Re: [PATCH] scripts/setlocalversion: make git describe output more reliable

From: Masahiro Yamada
Date: Wed Sep 16 2020 - 11:55:03 EST


On Fri, Sep 11, 2020 at 5:28 PM Rasmus Villemoes
<linux@xxxxxxxxxxxxxxxxxx> wrote:
>
> On 10/09/2020 21.05, Brian Norris wrote:
> > On Thu, Sep 10, 2020 at 7:35 AM Masahiro Yamada <masahiroy@xxxxxxxxxx> wrote:
> >> On Thu, Sep 10, 2020 at 8:57 PM Rasmus Villemoes
> >> <linux@xxxxxxxxxxxxxxxxxx> wrote:
> >>> So in order to avoid `uname -a` output relying on such random details
> >>> of the build environment which are rather hard to ensure are
> >>> consistent between developers and buildbots, use an explicit
> >>> --abbrev=15 option (and for consistency, also use rev-parse --short=15
> >>> for the unlikely case of no signed tags being usable).
> >
> > For the patch:
> >
> > Reviewed-by: Brian Norris <briannorris@xxxxxxxxxxxx>
> >
> >> I agree that any randomness should be avoided.
> >>
> >> My question is, do we need 15-digits?
> > ...
> >> So, I think the conflict happens
> >> only when we have two commits that start with the same 7-digits
> >> in the _same_ release.

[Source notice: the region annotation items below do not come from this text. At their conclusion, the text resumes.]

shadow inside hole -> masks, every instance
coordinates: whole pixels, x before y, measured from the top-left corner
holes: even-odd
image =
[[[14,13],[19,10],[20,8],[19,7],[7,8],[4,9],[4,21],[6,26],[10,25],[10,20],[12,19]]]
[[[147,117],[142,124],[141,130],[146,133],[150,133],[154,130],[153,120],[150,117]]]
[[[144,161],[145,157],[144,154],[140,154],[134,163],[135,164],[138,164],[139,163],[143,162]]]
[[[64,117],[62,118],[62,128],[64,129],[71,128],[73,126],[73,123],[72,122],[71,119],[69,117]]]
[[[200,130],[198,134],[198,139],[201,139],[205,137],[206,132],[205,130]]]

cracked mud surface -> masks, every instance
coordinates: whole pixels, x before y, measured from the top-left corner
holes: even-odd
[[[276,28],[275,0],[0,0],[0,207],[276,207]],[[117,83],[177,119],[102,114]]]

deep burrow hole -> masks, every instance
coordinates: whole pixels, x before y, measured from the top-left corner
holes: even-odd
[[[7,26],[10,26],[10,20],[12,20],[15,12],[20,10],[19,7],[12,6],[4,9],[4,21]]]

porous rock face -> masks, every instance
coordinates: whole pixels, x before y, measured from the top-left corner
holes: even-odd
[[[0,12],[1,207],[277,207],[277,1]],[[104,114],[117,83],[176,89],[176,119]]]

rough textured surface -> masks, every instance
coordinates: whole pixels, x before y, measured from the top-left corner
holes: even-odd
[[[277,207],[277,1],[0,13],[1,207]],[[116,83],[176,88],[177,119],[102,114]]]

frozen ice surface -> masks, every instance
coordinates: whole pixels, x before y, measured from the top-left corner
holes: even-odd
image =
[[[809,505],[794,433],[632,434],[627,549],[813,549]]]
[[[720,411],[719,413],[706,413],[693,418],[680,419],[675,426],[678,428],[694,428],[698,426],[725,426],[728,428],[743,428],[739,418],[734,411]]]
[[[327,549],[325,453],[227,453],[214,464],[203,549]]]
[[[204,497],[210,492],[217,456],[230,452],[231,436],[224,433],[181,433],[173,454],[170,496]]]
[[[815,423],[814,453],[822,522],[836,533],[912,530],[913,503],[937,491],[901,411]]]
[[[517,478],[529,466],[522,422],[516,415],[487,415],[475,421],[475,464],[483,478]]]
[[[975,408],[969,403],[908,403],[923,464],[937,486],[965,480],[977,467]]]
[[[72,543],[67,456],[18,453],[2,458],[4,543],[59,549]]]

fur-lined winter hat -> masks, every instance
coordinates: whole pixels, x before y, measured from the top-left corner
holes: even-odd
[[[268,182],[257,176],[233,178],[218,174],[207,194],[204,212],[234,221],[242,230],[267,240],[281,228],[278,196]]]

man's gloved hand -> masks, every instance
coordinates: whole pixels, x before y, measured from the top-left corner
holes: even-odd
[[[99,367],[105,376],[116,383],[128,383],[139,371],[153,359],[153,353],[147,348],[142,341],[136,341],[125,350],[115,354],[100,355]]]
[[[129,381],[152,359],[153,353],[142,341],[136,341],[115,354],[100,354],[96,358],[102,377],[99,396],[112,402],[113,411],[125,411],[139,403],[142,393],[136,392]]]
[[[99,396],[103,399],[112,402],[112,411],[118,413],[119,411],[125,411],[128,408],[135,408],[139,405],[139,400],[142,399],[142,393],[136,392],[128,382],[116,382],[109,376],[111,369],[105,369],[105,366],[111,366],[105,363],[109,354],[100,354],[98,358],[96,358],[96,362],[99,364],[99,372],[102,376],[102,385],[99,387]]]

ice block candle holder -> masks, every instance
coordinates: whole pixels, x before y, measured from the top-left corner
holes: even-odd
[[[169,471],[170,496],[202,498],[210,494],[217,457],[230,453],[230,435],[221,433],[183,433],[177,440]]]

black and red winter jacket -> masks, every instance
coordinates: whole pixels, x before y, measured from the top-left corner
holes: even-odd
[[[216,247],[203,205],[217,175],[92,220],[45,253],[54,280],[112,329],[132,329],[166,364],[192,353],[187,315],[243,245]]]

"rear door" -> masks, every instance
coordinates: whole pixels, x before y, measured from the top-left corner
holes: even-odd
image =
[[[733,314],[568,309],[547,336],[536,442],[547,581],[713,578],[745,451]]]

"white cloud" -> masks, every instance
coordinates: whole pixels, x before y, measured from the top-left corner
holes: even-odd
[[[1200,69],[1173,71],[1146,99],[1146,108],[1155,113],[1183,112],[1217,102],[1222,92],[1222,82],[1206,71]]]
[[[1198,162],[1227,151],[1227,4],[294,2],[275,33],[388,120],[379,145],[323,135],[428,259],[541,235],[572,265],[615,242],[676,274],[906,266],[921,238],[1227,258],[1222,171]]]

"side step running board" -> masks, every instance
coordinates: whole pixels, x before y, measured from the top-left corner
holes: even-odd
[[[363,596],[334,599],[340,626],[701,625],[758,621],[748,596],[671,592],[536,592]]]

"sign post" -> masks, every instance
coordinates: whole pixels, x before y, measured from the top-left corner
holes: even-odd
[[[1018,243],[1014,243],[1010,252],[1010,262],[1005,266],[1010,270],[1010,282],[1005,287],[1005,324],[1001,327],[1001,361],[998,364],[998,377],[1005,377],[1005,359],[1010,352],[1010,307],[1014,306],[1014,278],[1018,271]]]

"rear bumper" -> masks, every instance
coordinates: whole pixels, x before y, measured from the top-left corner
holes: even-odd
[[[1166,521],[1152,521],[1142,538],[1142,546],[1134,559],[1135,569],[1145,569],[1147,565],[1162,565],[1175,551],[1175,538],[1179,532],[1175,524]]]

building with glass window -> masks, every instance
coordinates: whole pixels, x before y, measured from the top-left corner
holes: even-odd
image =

Is this correct?
>
> No.
>
> > For git-describe (the case where we have a tag to base off):
> > "use <n> digits, or as many digits as needed to form a unique object name"
>
> Yes, the abbreviated hash that `git describe` produces is unique among
> all objects (and objects are more than just commits) in the current
> repo, so what matters for probability-of-collision is the total number
> of objects - linus.git itself probably grows ~60000 objects per release.
>
> As for "do we need 15 digits", well, in theory the next time I merge the
> next rt-stable tag into our kernel I could end up with a commit that
> matches some existing object in the first 33 hex chars at which point I
> should have chosen 34 - but of course that's so unlikely that it's
> irrelevant.
>
> But the upshot of that is that there really is no objective answer to
> "how many digits do we need", so it becomes a tradeoff between "low
> enough probability that anyone anywhere in the next few years would have
> needed more than X when building their own kernel" and readability of
> `uname -r` etc. So I decided somewhat arbitrarily that each time one
> rolls a new release, there should be less than 1e-9 probability that
> HEAD collides with some other object when abbreviated to X hexchars.
> X=12 doesn't pass that criteria even when the repo has only 10M objects
> (and, current linus.git already has objects that need 12 to be unique,
> so such collisions do happen in practice, though of course very rarely).
> 13 and 14 are just weird numbers, so I ended with 15, which also allows
> many many more objects in the repo before the probability crosses that
> 1e-9 threshold.
>
> Rasmus
>
> Side note 1: Note that there really isn't any such thing as "last
> tag/previous tag" in a DAG; I think what git does is a best-effort
> search for the eligible tag that minimizes #({objects reachable from
> commit-to-be-described} - {objects reachable from tag}), where eligible
> tag means at least reachable from commit-to-be-described (so that set
> difference is a proper one), but there can be additional constraints
> (e.g. --match=...).
>
> Side note 2: Linus or Greg releases are actually not interesting here
> (see the logic in setlocalversion that stops early if we're exactly at
> an annotated tag) - the whole raison d'etre for setlocalversion is that
> people do maintain and build non-mainline kernels, and it's extremely
> useful for `uname -a` to accurately tell just which commit is running on
> the target.



This is because you use the output from git as-is.

Why are you still trying to rely on such obscure behavior of git?


It is pretty easy to get the fixed number of digits reliably.

For example,
git rev-parse --verify HEAD 2>/dev/null | cut -c1-7


It always returns a 7-digits hash,
and two different people will get the same result for sure.

Your solution, --short=15, means "at least 15",
which still contains ambiguity.



As I already noted, the kernelrelease string is
constructed in this format:

<kernel-version>-<number-of-commits-on-top>-<abbreviated-commit-hash>


For example, if I enable CONFIG_LOCALVERSION_AUTO=y
in today's Linus tree, I got this:

5.9.0-rc5-00005-gfc4f28bb3daf


What if the number of digits were 7?

5.9.0-rc5-00005-gfc4f28b

I see no problem here.

Even if we have another object that starts with "fc4f28b",
the kernelrelease string is still unique thanks to the
<kernel-version>-<number-of-commits-on-top> prefix.

Why do we care about the uniqueness of the abbreviated
hash in the whole git history?



Note:
We prepend $(KERNELVERSION) to the result
of setlocalversion. [1]

[1] https://github.com/torvalds/linux/blob/v5.9-rc4/Makefile#L1175


--
Best Regards
Masahiro Yamada